When discussing child custody and visitation with your soon-to-be ex-spouse or your attorney, keep in mind that visitation does not have to just be when you physically see your children. With the advent of technology, there are many ways to have “visitation” with your children, even when you are physically not with them:
- Telephone visitation – A clause for telephone visitation has been in settlement agreements for years but is still worth mentioning for those who have not considered it. Some parents think of visitation as “my time” with the kids and don’t want any interference by the other parent. This is not unreasonable, but may not make the children comfortable. Consider adding a clause that allows the non-custodial parent (at that time) to call the children one time a day. If a child is having a hard time with the divorce, getting a good night phone call from the other parent may ease that child’s discomfort.
- Email visitation – This clause has also likely been in settlement agreements in recent years. This can be a great way for parents and children to send information back and forth, particularly for parents who do not live in the same city. Perhaps the child did some work in school that he/she is particularly proud of. That child can scan the work in and email it to the parent who lives in a different city.
- Texting – This can be a very effective mode of communication, particularly with teenagers. If you have children who are always on the go and don’t take time to pick up their phones, send a quick text just to let them know you are thinking about them. Whether or not they respond, you may put a smile on their face on a day that they would otherwise not have time to stop and think about you.

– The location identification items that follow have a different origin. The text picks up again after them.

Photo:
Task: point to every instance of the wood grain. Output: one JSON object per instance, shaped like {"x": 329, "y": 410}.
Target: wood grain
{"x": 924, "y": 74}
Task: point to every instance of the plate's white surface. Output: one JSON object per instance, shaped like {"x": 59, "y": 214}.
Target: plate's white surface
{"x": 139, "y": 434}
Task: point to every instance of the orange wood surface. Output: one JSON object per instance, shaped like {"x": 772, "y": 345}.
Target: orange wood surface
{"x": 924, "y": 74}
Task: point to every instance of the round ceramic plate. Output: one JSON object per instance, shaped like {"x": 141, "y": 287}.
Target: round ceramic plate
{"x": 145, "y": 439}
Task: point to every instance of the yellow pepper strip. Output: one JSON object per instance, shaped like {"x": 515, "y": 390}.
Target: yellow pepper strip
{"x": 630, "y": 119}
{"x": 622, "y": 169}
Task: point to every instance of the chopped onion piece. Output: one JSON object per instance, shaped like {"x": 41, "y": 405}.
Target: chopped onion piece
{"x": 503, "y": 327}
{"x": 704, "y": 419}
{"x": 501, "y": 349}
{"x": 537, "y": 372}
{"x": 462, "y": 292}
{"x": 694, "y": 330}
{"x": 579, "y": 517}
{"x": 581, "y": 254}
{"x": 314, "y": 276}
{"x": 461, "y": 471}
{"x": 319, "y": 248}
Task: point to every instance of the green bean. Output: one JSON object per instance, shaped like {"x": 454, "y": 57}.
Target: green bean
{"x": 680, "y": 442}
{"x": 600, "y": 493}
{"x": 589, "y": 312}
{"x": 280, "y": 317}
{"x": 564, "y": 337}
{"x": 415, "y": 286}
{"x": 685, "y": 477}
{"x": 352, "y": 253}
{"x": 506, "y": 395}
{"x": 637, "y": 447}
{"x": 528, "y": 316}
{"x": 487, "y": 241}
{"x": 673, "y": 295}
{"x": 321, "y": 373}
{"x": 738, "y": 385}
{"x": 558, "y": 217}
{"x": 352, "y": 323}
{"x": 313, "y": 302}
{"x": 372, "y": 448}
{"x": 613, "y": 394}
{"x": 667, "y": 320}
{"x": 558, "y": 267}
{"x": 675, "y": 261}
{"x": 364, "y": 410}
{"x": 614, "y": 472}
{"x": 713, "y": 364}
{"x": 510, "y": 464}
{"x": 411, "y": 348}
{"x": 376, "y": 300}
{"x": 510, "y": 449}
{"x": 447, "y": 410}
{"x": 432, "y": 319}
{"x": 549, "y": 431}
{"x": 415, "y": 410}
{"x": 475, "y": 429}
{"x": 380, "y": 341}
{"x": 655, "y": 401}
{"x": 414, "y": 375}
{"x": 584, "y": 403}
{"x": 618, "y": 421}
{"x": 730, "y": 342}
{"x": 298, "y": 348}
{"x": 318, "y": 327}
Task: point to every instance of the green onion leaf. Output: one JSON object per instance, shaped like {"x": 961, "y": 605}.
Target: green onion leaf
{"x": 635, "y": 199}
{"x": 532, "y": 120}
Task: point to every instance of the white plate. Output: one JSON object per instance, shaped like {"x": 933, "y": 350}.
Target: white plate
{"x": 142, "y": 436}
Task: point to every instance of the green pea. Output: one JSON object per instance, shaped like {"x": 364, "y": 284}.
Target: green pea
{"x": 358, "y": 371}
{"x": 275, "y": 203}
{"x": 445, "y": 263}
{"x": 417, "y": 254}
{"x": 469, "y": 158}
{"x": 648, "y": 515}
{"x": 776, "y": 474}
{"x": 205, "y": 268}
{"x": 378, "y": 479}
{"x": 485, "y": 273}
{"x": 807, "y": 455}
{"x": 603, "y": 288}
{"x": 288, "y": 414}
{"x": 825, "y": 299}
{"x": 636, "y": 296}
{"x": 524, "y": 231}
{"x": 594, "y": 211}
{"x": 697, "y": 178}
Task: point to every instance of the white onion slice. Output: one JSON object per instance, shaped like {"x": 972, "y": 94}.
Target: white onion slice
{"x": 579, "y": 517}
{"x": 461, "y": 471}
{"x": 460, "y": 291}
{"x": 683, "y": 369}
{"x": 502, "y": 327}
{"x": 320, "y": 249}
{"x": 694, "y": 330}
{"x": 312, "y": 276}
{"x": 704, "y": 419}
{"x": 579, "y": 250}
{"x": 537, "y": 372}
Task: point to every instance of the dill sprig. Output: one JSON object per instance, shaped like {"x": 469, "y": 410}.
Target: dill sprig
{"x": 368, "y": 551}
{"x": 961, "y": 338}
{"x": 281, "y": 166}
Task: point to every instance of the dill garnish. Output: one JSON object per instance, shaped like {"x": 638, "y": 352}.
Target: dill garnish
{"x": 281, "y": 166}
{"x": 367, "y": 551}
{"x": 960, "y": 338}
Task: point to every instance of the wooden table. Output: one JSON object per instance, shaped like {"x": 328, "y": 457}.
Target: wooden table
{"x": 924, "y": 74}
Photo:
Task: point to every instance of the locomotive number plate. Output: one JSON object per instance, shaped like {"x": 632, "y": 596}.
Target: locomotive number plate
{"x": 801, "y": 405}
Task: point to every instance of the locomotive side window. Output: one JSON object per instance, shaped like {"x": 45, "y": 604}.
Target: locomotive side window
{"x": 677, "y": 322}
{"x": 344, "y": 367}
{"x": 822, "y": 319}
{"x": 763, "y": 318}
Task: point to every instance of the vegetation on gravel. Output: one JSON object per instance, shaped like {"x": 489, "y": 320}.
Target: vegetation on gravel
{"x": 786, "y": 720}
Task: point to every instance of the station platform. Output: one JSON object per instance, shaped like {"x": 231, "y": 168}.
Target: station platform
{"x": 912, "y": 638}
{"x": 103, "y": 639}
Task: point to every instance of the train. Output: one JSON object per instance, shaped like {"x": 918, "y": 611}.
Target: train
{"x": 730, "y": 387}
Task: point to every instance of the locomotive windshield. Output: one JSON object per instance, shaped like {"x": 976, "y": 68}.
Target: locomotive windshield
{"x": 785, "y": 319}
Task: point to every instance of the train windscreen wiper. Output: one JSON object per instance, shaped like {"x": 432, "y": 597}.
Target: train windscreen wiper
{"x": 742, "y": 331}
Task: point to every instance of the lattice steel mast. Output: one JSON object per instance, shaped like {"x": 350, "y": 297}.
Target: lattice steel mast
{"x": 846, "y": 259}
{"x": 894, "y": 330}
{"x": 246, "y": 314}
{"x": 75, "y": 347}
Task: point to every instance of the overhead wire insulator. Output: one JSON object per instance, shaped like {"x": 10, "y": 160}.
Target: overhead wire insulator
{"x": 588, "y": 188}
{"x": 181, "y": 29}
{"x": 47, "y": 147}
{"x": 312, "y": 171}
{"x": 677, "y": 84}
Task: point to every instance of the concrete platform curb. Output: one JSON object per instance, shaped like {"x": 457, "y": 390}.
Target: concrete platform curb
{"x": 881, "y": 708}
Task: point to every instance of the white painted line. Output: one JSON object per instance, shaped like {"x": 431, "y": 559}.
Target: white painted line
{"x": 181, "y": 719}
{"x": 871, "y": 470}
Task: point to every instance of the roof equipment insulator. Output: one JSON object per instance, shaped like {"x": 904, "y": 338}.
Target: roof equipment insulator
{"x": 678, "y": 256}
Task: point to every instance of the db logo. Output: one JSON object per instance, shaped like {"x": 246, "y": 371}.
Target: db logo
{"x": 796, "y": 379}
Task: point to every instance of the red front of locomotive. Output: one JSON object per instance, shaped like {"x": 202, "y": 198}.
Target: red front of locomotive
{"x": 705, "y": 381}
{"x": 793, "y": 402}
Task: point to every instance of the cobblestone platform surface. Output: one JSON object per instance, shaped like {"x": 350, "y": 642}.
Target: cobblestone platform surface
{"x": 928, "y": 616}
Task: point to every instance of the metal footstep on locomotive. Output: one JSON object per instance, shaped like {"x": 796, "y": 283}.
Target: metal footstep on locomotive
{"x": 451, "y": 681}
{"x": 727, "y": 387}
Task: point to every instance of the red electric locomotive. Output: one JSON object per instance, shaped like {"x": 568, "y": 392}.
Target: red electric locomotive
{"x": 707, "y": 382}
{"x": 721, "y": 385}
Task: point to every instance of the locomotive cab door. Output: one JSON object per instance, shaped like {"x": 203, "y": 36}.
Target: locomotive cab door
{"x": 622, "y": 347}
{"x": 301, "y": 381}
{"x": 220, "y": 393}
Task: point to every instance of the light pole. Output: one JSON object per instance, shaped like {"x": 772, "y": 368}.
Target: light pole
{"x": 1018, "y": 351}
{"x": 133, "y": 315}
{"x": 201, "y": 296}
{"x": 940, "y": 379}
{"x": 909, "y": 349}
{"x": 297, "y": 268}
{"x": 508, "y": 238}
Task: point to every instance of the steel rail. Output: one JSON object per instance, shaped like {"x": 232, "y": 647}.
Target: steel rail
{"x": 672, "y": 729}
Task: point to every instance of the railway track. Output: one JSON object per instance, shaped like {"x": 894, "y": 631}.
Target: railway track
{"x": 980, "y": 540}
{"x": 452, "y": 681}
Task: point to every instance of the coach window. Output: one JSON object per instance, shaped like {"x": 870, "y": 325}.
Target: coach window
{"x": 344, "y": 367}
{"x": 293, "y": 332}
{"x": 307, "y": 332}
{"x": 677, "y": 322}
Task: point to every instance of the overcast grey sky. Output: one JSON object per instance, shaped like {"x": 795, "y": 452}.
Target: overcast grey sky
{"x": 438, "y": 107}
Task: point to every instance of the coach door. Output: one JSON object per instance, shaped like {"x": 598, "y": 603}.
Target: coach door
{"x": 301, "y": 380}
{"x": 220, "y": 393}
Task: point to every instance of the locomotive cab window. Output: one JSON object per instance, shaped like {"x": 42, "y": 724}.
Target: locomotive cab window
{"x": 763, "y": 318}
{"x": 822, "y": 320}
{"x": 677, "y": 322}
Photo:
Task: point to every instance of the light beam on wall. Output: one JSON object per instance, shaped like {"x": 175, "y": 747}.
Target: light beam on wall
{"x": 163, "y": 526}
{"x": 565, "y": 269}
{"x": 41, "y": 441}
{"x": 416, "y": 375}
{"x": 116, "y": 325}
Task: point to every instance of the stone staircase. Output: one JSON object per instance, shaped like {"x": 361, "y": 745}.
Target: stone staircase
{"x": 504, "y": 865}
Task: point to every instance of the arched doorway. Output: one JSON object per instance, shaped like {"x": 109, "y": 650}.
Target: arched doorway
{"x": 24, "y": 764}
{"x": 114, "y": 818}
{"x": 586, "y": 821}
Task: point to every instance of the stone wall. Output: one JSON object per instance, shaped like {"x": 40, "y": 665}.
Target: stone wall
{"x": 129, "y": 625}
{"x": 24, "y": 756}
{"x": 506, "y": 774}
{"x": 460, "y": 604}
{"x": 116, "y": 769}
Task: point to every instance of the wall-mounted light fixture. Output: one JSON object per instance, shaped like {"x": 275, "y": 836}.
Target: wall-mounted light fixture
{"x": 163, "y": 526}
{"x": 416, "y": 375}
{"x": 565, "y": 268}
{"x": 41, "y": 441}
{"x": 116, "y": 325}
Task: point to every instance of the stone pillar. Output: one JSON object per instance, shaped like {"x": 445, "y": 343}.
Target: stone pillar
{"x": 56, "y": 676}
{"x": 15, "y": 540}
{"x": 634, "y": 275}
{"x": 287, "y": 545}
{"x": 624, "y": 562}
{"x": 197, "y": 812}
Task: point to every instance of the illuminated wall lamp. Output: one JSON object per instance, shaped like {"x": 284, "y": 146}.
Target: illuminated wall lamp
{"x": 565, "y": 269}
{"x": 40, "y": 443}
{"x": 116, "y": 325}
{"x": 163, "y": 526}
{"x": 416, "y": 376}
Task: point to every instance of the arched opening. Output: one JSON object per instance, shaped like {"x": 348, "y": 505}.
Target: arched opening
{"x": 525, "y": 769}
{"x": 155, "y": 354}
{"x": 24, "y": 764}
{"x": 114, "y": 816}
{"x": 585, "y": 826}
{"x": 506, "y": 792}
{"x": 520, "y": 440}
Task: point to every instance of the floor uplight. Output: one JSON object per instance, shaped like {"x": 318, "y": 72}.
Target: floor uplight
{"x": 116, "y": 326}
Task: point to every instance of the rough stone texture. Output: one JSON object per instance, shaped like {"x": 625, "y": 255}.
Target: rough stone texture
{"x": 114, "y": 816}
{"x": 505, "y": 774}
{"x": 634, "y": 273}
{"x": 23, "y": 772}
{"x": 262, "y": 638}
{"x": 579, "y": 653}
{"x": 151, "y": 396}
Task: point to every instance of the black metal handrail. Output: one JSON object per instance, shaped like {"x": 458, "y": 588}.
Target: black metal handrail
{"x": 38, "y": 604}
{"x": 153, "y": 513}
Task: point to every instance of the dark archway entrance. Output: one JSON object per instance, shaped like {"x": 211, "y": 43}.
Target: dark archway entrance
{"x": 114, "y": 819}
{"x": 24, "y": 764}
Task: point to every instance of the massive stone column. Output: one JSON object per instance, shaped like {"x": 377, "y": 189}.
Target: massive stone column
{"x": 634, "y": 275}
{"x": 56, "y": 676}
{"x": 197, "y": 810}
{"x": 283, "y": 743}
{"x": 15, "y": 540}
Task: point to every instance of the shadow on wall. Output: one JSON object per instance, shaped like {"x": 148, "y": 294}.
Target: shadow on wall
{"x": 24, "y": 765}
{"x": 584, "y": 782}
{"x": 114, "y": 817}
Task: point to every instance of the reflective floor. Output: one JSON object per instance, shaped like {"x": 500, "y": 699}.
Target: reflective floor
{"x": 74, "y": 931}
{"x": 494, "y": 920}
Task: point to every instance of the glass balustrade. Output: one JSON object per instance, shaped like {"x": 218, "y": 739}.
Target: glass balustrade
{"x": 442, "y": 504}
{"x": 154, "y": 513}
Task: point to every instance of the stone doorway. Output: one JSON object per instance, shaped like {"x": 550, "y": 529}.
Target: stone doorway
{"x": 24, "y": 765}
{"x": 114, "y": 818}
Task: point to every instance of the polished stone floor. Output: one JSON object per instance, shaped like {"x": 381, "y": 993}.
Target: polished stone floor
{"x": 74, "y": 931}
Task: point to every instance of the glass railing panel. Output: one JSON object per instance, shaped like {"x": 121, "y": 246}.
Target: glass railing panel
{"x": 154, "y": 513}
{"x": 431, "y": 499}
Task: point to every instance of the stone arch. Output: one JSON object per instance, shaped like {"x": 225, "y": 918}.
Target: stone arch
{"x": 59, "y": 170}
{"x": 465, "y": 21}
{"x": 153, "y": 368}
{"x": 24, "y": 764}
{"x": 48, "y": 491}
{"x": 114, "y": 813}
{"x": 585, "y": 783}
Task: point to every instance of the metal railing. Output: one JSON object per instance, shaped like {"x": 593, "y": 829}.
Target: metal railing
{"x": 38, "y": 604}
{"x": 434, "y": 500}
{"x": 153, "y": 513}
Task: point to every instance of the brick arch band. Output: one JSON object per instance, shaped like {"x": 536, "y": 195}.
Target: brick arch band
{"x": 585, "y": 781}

- FaceTime or Skype – This is a great option, particularly for parents who live far away from each other. When parents don’t live in the same city, physical visitation is often long chunks of time during summer vacation and other school holidays. Thus, one parent may not physically see the children for a long period of time. FaceTime and/or Skype can solve this because they allow parents and children to see each other over the Internet or through their phones.
Some divorced parents have no problem allowing the children to communicate with the non-custodial parent in all of these manners. Some, however, are hesitant to share any of their visitation time with the other parent. For this reason, and because you never know if you relationship with your ex will change, it is prudent to add clauses allowing for this communication into your parenting plan. In addition to cutting down on arguments about who can talk to who and when, adding these communication visitation options into a parenting plan will further the child’s relationship with both parents.